I finished my draft early the next morning and was fairly satisfied. I tried to include at least one or two of each of my collaborators' better lines, in an attempt to be collegial and not be perceived as solipsistic. They had no such compunctions. Without consulting me, Ms. Valley Girl/Westchester decided to rewrite the piece the way she initially wanted it: short, vulgar, inane, and illogical. Although I don't know this for a fact, and the emails the three of us exchanged do not substantiate it, I believe the two conspired to break our agreement and rewrite the piece, dismissing me in the process. (That they clearly demonstrated that they were in unison against me, the outsider, was clear from the way one positioned her computer, only allowing her friend to take over the keyboard when she went to buy a cup of coffee.)

I wrote to one of the women the following:

Well, I guess you and I disagree. (I haven't heard from Jesse.) I see this as a realistically played piece.
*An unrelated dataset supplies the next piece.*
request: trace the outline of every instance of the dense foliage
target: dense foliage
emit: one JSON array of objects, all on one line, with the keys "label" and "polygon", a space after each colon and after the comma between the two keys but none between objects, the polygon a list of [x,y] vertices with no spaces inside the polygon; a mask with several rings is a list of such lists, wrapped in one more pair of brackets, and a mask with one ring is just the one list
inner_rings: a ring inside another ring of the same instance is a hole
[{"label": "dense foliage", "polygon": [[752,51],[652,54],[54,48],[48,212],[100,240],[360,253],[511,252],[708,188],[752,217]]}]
There's no reason a sketch has to be two minutes, and much great sketch comedy is, as you put it, “realistic" (think: Nichols and May). Also, don't underestimate the audience. The fact that initially they're exactly sure of the characters' motivation can intrigue and involve them. Any seeming ambiguities in the writing could be sharpened by the actors and the direction. You may be right that my vision of it may be too subtle and more appropriate for a one-act play, but the other way is too much like a hitting the audience with a blunt instrument. Too many of the lines -- calling someone a "retard" and a "hag" and describing them as smelling like "a decomposing raccoon carcass covered in horse shit and piss" – are obvious and too vulgar for my taste. Vituperation and invective, in and of themselves, are not a substitute for wit.

To which her friend (who must've been forwarded my message) replied:

If you'd like I’m sure we can take your name off of our version. By the way, what is Nicholas and May?

First, they offer (threaten) to take my name off the piece. Except it was my idea, my structure, and the best lines are mine. Second, the great mystery of Nichols and May continues to stymie Gen Y. Animal, vegetable, or mineral?

Here is what you have -- another example of the younger generation at its most typical: Ignorant, ahistorical, and with a self-satisfaction totally inverse to the quality of their work. It's the literary equivalent of a two-year-old whose parents dote on every last fart as if it's been handed down from Mt. Parnassus. If these women -- overentitled Westchester Jewesses -- ever pulled a deceitful stunt like that on the staff of an actual TV show, they wouldn't last the day. Yet these two -- who have written a grand total of three sketches between them -- saw fit to lecture me -- the guy with book and major magazine credits who has produced his own comedy group and collaborated with Emmy Award winners, and who's been a professional writer for 30 years.

It's astonishing, really. But this is America, circa 2006: a mediocracy.